La généralisation du télétravail  est de nature à ébranler certains fondements du droit du travail reposant pour partie sur une conception collective des relations du travail ;  par voie de conséquence, des contentieux sont possibles autour de différentes thématiques : grève de chez soi, lien de subordination, insuffisance professionnelle  et manque de soutien managérial, état de santé maladie et équipement adéquat… Aperçu de quelques débats à venir :

*Visite du domicile.  Si la CSSCT du CSE peut effectuer des visites sur les lieux d’exercice de l’activité du salarié, lorsqu’il s’agit du domicile, la visite ne peut se faire sans l’accord du salarié, ce qui limite le pouvoir de l’employeur. D’où la difficulté d’appréhender le local dans lequel le salarié exerce son activité et de s’assurer qu’il est en conformité : une clause mentionnée dans l’avenant télétravail est utile, laquelle permettra en outre d’attester de la conformité de son installation électrique.

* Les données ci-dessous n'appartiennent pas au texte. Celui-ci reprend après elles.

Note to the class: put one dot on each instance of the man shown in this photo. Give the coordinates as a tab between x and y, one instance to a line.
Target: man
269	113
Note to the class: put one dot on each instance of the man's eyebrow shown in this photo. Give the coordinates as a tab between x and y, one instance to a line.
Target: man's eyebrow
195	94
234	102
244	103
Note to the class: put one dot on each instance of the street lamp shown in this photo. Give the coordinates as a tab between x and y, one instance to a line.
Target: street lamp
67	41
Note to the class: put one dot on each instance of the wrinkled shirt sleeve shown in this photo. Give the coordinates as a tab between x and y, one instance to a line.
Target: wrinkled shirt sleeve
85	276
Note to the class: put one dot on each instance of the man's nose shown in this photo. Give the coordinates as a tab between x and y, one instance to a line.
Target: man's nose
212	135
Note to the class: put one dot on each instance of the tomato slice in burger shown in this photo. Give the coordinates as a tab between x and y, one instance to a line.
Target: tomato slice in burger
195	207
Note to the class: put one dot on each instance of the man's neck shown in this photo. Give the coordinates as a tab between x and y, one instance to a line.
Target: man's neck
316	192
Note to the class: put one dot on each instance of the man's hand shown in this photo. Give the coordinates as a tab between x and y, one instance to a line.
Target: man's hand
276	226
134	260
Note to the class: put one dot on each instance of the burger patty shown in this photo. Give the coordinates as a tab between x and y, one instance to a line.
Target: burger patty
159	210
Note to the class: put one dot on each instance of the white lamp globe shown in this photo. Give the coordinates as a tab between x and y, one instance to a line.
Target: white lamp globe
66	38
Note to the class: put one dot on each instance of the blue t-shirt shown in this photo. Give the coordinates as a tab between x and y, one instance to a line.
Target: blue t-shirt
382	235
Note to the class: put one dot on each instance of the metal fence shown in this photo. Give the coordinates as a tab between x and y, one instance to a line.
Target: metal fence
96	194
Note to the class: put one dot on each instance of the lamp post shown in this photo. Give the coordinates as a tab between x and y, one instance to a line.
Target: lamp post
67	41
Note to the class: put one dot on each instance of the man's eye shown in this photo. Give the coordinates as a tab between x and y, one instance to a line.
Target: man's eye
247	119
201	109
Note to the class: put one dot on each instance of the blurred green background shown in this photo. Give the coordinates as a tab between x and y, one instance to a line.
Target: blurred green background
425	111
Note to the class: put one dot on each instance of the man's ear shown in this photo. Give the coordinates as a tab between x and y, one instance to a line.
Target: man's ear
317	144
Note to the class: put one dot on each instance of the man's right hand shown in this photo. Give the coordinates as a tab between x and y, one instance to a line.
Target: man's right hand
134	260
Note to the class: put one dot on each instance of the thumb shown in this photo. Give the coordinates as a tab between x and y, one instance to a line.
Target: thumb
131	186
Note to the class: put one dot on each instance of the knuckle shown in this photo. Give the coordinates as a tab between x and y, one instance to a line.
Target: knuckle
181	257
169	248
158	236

*Contrôle du salarié. Un employeur peut par exemple installer sur l’ordinateur du salarié des « progiciels espion » enregistrant l’heure d’entrée dans le système, le temps passé, le nombre d’enregistrements effectués, ou bien  une caméra. Ce contrôle ne peut se faire qu’avec l’accord du salarié en raison de la protection de l’espace privé. En toute hypothèse, l’employeur doit informer le salarié des systèmes mis en oeuvre. Pour mémoire,  si un système de surveillance des salariés est mis en place, il doit être pertinent et proportionné au but recherché sachant que certains de ces dispositifs nécessitent la consultation des IRP, l’information des salariés et une déclaration à la Cnil. 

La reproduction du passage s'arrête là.